One of the fundamental limitations of accurately modeling biomolecules like DNA is the inability to perform quantum chemistry calculations on large molecular structures. We present a machine learning model based on an equivariant Euclidean neural network framework to obtain accurate ab initio electron densities for arbitrary DNA structures that are much too large for conventional quantum methods. The model is trained on representative B-DNA basepair steps that capture both base pairing and base stacking interactions. The model produces accurate electron densities for arbitrary B-DNA structures with typical errors of less than 1%. Crucially, the error does not increase with system size, which suggests that the model can extrapolate to large DNA structures with negligible loss of accuracy. The model also generalizes reasonably to other DNA structural motifs such as the A- and Z-DNA forms, despite being trained on only B-DNA configurations. The model is used to calculate electron densities of several large-scale DNA structures, and we show that the computational scaling for this model is essentially linear. We also show that this machine learning electron density model can be used to calculate accurate electrostatic potentials for DNA. These electrostatic potentials produce more accurate results compared with classical force fields and do not show the usual deficiencies at short range.
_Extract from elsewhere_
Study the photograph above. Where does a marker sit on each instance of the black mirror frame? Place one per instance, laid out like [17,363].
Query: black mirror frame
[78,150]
准确模拟 DNA 等生物分子的一个基本限制是无法对大型分子结构进行量子化学计算。我们提出了一个基于等变欧式神经网络框架的机器学习模型,以获得对于传统量子方法而言过大的任意 DNA 结构的精确从头算电子密度。该模型在代表性的 B-DNA 碱基对步骤上进行训练,这些步骤捕捉了碱基对和碱基堆积相互作用。该模型为任意 B-DNA 结构生成精确的电子密度,典型误差小于 1%。至关重要的是,误差不会随系统大小而增加,这表明该模型可以外推到具有可忽略精度损失的大型 DNA 结构。该模型也相当合理地推广到其他 DNA 结构基序,例如 A 和 Z-DNA 形式,尽管仅在 B-DNA 配置上进行了训练。该模型用于计算几个大规模 DNA 结构的电子密度,我们表明该模型的计算缩放基本上是线性的。我们还表明,这种机器学习电子密度模型可用于计算 DNA 的精确静电势。与经典力场相比,这些静电势产生更准确的结果,并且不会在短程显示出常见的缺陷。